La convocatoria que ha hecho el Lic. Andrés Manuel López Obrador para redactar una “constitución moral” viola todos los principios de nuestra tradición republicana.
En primer lugar, una convocatoria de esta naturaleza no debería proceder del Ejecutivo, sino del Legislativo. El Ejecutivo no puede impulsar, validar y refrendar ningún texto constitucional, por más que se diga que el uso de la palabra “constitución” en ella no sea literal. Y si esto no lo puede hacer el Ejecutivo, mucho menos lo podía hacer un individuo, a título personal, antes de haber protestado como Presidente de la República.
Pero más allá de la procedencia de la convocatoria, lo que es incorrecto –profundamente incorrecto– es la pretensión de que el Estado mexicano decrete una lista de principios morales en los cuales, de ahora en adelante, se basará nuestra vida pública.
Hay aquí una peligrosa zona gris, un terreno de inquietante ambigüedad, que no ha quedado definido. Se ha dicho que la constitución moral será una Constitución oficial, reconocida por el Estado, y que, sin embargo, no será obligatoria, es decir, su incumplimiento no recibirá castigo.
Pero, ¿cómo puede ser oficial sin que sea, hasta cierto punto, obligatoria? ¿Cómo puede ser oficial sin que su incumplimiento no sea visto por las autoridades con malos ojos, con reprobación, incluso con condena?
¿A qué se juega? ¿La constitución tendrá reglas de conducta o simples recomendaciones? ¿Quién será la autoridad para determinar ésta y otras preguntas que surgirán en el día a día de su funcionamiento?
Una manera de entender la laicidad del Estado Mexicano consiste en sostener que no adopta ningún conjunto de creencias religiosas como oficiales.
Sin embargo, México tendrá ahora una moral oficial –que, supuestamente, estará refrendada por la autoridad democrática del pueblo que opinará en la consulta convocada–.
En un sentido amplio del concepto de laicidad, así como el Estado no puede adoptar un conjunto de creencias religiosas como oficiales, tampoco puede adoptar un conjunto de creencias morales como tales.
La llamada constitución moral va contra los principios más hondos de nuestro laicismo constitucional.

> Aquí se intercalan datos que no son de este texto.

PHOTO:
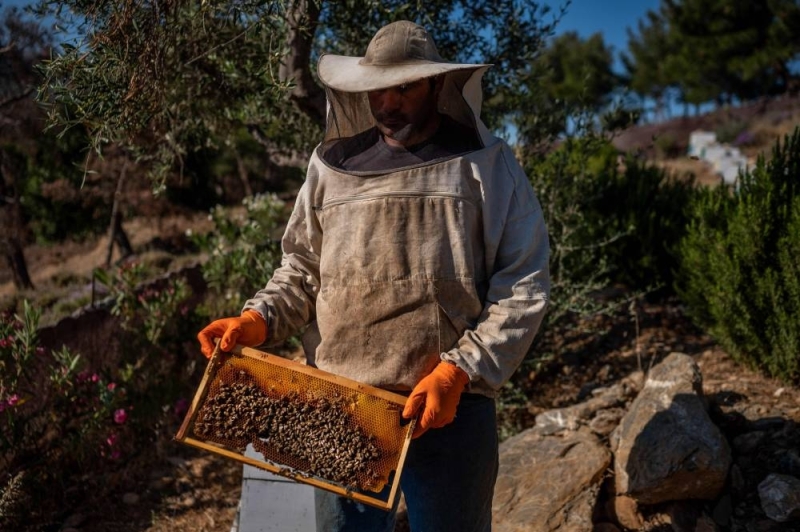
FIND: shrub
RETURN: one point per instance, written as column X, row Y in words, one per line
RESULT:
column 243, row 250
column 57, row 419
column 610, row 221
column 739, row 273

Ni Juárez ni Carranza hubieran soñado en proponer algo semejante.
Si buscáramos algo parecido en nuestra historia reciente, tendríamos que recordar la reforma al artículo 3 de la Constitución de 1934 que impuso la educación socialista. Lo que se pretendía, en aquel entonces, era dictar una manera de entender al ser humano, a la sociedad y a la naturaleza que estuviera de acuerdo con la doctrina marxista.
Las inteligencias más claras de aquellos años –muchas de ellas en la Universidad Nacional Autónoma de México, foco de la autonomía de pensamiento– se opusieron a ese decreto. Nos toca ahora resistir a la imposición engañosa de una constitución que, aunque se llame así de manera simbólica, puede convertirse en un peligroso instrumento de imposición dogmática, propio de una dictadura.